Biden had a front-row seat to the centrist-progressive split that tore the Democratic Party apart over the past quarter century. Though Bill Clinton’s politics of corporatist triangulation triumphed, early signs of trouble from the left emerged in the form of the anti-globalization movement and the 1999 “Battle of Seattle” that disrupted a meeting of the World Trade Organization. A full-fledged leftist rebellion began in 2011 with the Occupy Wall Street movement. OWS went after Obama and establishment neoliberal Democrats, setting the stage for Bernie Sanders’ surprise insurgency in 2016. Damage from that split hobbled enthusiasm for Hillary Clinton, contributing to Donald Trump’s upset win five years later and a slate of presidential primary contenders forced to lean left in 2020.
Biden has drawn the lesson from Obama and both Clintons that dividing his party by stiff-arming the left doesn’t pay in the long run. His center-left incrementalist policy-orientations don’t much differ from his predecessors. But his style is friendlier.
Clinton had one progressive cabinet member, Labor Secretary Robert Reich, for a single term. Obama had none. Biden has appointed several. He populated second-tier federal posts with lefties and consulted with former Sanders and Warren staffers during the campaign. Now he’s pushing legislation that, though doomed, comes as a pleasant symbolic surprise to the progressives traumatized by decades in the political wilderness.

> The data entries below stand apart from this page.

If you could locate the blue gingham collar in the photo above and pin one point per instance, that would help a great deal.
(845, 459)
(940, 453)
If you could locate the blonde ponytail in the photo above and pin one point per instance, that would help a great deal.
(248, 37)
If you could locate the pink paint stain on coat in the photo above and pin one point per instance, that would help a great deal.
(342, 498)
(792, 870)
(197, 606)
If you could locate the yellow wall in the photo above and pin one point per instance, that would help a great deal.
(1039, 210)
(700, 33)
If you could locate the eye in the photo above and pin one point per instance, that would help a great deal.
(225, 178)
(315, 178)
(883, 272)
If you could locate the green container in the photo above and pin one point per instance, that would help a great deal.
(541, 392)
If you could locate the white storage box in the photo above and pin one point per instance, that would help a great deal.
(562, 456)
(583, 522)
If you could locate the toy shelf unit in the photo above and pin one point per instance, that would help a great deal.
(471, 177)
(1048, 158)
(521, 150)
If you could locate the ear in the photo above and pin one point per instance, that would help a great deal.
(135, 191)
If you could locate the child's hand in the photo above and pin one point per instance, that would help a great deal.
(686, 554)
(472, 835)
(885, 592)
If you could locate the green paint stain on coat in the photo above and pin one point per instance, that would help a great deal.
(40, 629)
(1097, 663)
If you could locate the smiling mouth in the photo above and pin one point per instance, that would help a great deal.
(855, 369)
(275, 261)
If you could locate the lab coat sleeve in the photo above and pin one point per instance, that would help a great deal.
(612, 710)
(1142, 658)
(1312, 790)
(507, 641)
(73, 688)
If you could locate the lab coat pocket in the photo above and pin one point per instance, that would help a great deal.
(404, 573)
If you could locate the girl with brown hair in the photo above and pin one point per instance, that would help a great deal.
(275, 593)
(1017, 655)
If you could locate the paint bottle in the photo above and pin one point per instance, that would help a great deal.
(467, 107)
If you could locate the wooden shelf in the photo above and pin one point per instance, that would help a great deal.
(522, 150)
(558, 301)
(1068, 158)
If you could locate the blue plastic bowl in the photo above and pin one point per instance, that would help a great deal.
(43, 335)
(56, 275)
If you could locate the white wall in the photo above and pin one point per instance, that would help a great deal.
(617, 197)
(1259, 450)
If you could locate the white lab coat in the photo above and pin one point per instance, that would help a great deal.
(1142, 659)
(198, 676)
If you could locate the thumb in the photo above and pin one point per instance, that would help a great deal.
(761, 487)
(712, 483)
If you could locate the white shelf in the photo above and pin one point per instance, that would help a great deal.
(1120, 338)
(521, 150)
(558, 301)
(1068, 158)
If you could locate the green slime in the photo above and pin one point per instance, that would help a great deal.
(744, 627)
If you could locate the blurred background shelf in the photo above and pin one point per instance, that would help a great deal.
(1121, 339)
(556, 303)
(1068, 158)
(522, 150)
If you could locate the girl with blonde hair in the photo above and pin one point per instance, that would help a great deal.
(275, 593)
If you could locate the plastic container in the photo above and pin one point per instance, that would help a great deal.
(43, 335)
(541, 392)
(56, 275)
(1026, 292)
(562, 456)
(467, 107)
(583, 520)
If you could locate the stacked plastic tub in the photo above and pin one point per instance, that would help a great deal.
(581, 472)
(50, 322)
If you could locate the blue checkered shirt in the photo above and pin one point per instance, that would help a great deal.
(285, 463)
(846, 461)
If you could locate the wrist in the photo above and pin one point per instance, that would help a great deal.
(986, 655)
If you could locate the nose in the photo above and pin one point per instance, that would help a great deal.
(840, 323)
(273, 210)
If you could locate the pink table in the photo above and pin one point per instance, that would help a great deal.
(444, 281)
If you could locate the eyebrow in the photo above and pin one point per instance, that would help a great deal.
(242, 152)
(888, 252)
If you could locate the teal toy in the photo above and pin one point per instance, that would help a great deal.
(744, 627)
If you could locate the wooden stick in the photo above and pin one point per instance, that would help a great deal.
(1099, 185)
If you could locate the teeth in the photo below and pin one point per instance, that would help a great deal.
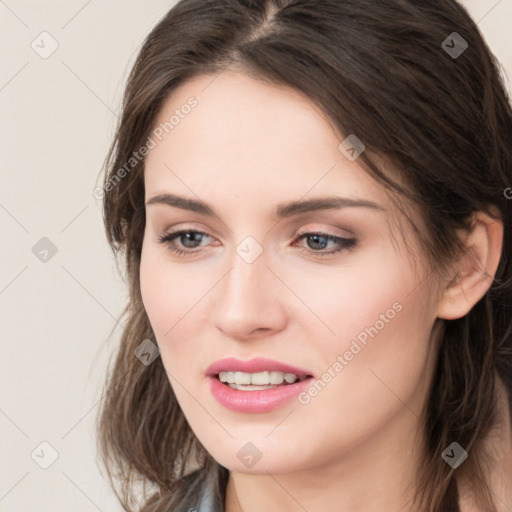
(257, 379)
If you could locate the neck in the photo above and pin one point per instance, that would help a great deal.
(497, 447)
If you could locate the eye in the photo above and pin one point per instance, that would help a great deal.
(322, 239)
(169, 239)
(191, 239)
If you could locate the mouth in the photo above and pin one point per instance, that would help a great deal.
(255, 386)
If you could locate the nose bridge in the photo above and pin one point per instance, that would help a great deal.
(246, 299)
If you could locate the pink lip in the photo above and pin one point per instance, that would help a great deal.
(254, 401)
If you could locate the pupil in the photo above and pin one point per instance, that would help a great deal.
(316, 238)
(191, 237)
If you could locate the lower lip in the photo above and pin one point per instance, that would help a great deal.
(256, 401)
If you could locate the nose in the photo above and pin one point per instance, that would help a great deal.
(248, 304)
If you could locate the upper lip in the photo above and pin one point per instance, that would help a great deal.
(258, 364)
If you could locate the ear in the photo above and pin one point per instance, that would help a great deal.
(475, 270)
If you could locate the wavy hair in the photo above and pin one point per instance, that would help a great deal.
(444, 122)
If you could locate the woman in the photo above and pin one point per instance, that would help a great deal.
(312, 201)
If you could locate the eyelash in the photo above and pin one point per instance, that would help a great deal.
(345, 243)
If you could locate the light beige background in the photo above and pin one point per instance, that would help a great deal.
(57, 118)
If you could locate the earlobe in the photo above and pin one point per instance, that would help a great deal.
(475, 270)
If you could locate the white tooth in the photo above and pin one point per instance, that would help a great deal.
(242, 378)
(276, 377)
(251, 387)
(260, 378)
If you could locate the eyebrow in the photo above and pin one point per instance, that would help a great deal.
(281, 210)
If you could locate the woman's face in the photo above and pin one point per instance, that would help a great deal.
(251, 293)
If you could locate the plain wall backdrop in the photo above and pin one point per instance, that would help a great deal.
(60, 292)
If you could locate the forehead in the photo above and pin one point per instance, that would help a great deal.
(260, 140)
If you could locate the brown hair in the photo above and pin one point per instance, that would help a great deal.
(378, 70)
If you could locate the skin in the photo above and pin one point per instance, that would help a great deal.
(246, 147)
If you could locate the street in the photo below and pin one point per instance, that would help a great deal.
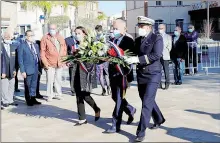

“The Biden administration and President Biden have definitely exceeded expectations that progressives had,” Representatuve Alexandria Ocasio-Cortez, leader of the democratic socialist “Squad” group in the House, told a virtual town hall meeting. “I think a lot of us expected a much more conservative administration.”
Biden’s approach is clever. Hey, man, we’re asking Congress for big, bold progressive legislation. It’s not our fault there’s a filibuster and a 50-50 Senate.
It’s tough for lefties to argue.
The president may not hold a royal flush. But he’s hardly making the most of the hand he has been dealt either. From immigration to the minimum wage to education there is no indication that the Administration is twisting arms or using its bully pulpit in the form of campaigning directly to the people in order to pressure his opponents—an approach used to great effect by Ronald Reagan even though Republicans didn’t control both houses of Congress, as Democrats do now.
Other members of the Squad see what Biden is up to. Representatives Rashida Tlaib of Michigan and Ilhan Omar of Minnesota wrote Biden to ask him to overrule the Senate parliamentarian’s ruling to detach the $15 minimum wage from the COVID-19 relief bill; Biden refused. Omar slammed Biden over reports that Immigration and Customs Enforcement officials were planning to complete the gaps in “Trump’s xenophobic and racist” border wall on the Mexican border. Silence from the White House. Representative Ayanna Pressley of Massachusetts deplored Biden’s refusal to forgive up to $50,000 in college student loan debt. No luck there either.
Joe Biden plays a surprisingly progressive president on TV. But it is far from likely that he will leave behind a sweeping legacy that matches his rhetoric or his trial-balloon legislative offerings—not because he was beaten by Republican meanies, but because he never really intended to try.